After a lackluster debate performance this week, Herman Cain picked up some impressive support. First, Arthur Laffer -- the economist for whom the Laffer Curve is named -- praised the 9-9-9 plan. This did rebutted the inference at the debate that some unknown guy in Ohio had just made the plan up on a whim.
Laffer, who was the architect of Reagan's supply-side economist, called Herman Cain's plan a "wonderful plan."
Laffer told Human Events that the proposal
was pro-growth and would create the proper conditions for America's economy to expand and thrive again.
"Herman Cain’s 9-9-9 plan would be a vast improvement over the current tax system and a boon to the U.S. economy," Laffer told HUMAN EVENTS in a statement. "The goal of supply-side tax reform is always a broadening of the tax base and lowering of marginal tax rates.
"Mr. Cain’s plan is simple, transparent, neutral with respect to capital and labor, and savings and consumption, and also greatly decreases the hidden costs of tax compliance. There is no doubt that economic growth would surge upon implementation of 9-9-9."

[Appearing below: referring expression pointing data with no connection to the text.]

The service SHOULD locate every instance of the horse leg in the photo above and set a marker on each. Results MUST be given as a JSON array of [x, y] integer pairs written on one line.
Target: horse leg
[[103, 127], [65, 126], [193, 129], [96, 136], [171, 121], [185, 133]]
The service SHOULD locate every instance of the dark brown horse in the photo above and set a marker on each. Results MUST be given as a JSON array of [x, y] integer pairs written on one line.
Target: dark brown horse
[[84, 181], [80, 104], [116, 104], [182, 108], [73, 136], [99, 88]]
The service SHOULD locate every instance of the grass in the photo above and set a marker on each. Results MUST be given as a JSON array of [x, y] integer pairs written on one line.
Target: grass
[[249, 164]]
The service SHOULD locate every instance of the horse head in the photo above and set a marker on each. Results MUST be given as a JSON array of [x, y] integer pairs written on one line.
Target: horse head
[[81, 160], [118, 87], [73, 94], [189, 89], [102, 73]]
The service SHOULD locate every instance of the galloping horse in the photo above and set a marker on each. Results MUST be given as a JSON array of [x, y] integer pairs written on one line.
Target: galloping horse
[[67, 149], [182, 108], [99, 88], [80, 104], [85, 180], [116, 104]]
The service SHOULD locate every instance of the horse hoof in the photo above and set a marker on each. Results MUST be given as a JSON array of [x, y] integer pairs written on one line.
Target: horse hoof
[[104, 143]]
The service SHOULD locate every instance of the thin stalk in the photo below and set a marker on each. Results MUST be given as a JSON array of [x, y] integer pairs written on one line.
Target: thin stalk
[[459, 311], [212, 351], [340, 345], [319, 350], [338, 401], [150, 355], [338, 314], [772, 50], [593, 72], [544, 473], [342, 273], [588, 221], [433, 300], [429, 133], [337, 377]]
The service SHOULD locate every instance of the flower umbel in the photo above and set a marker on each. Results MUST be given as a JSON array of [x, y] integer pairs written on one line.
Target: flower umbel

Laffer also said that "such a system provides the least avenues to avoid paying taxes, yet also maintains the strongest incentives for work effort, production, and investment."
But Herman's week got even better: Mississippi Gov. Haley Barbour praised the candidate on the Laura Ingraham show and said that if Cain is the Republican nominee, he will "sweep the South."
Barbour is highly respected for the outstanding job he has done as governor of Mississippi -- including during Hurricane Katrina -- as well as his role as a political operative in the Reagan administration. Indeed, many of us hoped he would run for president.
Barbour is a former head of the Republican National Committee; he can therefore be fairly described as an "Establishment Republican." And he is former head of the Republican Governor's Association, which makes his plug for Cain so much more interesting, and telling, given that Cain's rivals for the nomination include a sitting governor, Rick Perry, and a former governor, Mitt Romney.